Industry bodies criticise IATA over new distribution capability claims

Industry bodies criticise IATA over new distribution capability claims

The American Society of Travel Agents and Business Travel Coalition have rejected emphatically the claim by IATA that the new “standard” it has developed for retail distribution was the “culmination of 12 months of intense coordination across the value chain with participation from airlines, global distribution systems, the travel agency community including online travel agencies and IT providers and their respective trade organizations.” 

IATA made the assertion in a press release at the end of its World Passenger Symposium in Abu Dhabi.

“The claim of participation by ‘the travel agency community’ and its ‘trade organisations’ is an illusion, plain and simple,” said Nina Meyer, president and chief executive officer of ASTA. 
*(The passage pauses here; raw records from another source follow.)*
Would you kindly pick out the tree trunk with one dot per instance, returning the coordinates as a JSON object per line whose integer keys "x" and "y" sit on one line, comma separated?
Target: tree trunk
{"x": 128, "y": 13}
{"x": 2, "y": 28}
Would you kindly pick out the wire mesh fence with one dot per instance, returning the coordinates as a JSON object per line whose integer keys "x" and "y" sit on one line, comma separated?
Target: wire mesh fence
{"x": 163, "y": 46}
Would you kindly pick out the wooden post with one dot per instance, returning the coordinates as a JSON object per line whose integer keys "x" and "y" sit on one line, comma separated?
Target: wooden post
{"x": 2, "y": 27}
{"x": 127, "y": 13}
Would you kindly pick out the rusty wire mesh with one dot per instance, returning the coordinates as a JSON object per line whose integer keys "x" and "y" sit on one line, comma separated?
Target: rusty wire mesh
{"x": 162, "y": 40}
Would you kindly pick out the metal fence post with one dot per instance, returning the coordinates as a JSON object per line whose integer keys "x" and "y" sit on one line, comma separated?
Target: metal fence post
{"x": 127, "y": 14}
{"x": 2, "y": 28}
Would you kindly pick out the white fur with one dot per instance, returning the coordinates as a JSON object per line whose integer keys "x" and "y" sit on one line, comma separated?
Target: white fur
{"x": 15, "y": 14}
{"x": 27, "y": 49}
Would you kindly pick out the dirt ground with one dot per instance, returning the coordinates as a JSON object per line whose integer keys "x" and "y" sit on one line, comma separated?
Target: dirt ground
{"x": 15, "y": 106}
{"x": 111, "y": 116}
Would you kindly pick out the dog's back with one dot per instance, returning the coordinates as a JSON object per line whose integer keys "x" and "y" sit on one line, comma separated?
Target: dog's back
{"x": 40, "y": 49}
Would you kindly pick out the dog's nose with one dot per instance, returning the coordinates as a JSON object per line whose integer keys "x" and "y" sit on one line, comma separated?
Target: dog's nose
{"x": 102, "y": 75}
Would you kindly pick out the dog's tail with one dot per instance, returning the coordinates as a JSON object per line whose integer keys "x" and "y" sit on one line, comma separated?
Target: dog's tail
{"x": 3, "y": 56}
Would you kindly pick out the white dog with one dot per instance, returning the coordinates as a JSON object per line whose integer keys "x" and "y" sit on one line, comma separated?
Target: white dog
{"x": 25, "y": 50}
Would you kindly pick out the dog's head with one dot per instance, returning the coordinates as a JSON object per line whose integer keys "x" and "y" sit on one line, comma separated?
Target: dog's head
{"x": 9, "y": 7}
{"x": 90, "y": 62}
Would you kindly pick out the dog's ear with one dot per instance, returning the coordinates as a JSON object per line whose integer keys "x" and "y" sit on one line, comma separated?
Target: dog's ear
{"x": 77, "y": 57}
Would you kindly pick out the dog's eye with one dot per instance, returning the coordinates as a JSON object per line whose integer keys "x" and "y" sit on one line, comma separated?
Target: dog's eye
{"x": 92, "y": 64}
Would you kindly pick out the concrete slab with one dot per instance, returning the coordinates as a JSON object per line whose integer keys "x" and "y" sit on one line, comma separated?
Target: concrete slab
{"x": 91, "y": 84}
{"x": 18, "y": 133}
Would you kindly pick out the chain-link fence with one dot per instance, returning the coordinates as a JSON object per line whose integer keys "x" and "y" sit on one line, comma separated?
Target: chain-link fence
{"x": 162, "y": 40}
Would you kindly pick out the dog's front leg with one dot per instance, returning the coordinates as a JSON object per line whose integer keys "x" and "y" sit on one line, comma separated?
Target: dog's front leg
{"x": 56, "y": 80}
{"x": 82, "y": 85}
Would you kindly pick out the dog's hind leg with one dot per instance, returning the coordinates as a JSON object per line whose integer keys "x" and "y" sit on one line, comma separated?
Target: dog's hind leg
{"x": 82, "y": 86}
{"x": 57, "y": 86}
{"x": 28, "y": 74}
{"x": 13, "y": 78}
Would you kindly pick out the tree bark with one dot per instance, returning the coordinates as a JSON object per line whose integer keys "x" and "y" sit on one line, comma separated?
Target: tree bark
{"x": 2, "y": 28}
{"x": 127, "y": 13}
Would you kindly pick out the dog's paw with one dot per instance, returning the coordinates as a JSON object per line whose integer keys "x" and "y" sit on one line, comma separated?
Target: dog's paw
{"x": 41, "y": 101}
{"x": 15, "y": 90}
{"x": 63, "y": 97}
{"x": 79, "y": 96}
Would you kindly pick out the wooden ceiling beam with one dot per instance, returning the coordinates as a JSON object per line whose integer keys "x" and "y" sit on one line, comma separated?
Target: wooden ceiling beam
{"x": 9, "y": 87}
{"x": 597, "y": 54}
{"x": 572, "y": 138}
“We and fellow travel agency organisations around the world have been denied transparent participation in the development process for what IATA calls the New Distribution Capability.

“IATA cannot legitimately claim this is an ‘industry effort’ on the grounds that one or two individual agencies were present.

“And the claim that it will enhance competition is called into question in light of NDC’s apparent preclusion of full price transparency and comparison.”

In a statement last week, IATA claimed the NDC would enable airlines to offer more options to customers and to reach them seamlessly across all distribution channels.

Currently around 60 per cent of tickets by value are sold indirectly through travel agencies using global distribution systems.

With the NDC, airlines will be able to recognise these customers and therefore provide tailored offerings, as they already can for those customers who go directly to airline websites, IATA said.
“A Foundation Standard for the NDC is the first step to enabling the development of open XML standards that will be available for all interested providers to work on and develop their own offerings,” Aleks Popovich, IATA senior vice president, industry distribution and financial services, said at the time.
“At the World Passenger Symposium, participants have agreed that the industry standard is paving the way for the future, and the time is right to move to a new model.”
However, this was disputed by BTC chairman Kevin Mitchell.

He said: “Let’s call a spade a spade. IATA recently assured us that NDC was in its very, very early stages and that technical standards to be adopted in the upcoming working session in Montreal were just the beginning of a long development process.

“However, the setting of direction usually needs to precede the development of technical standards.

“As such, the likely reason organisations representing travel agencies and corporate travel departments were excluded from the process, including Montreal meeting, is because decisions about direction and business models have already been taken; there is no role left, no opportunity for input from these organisations.”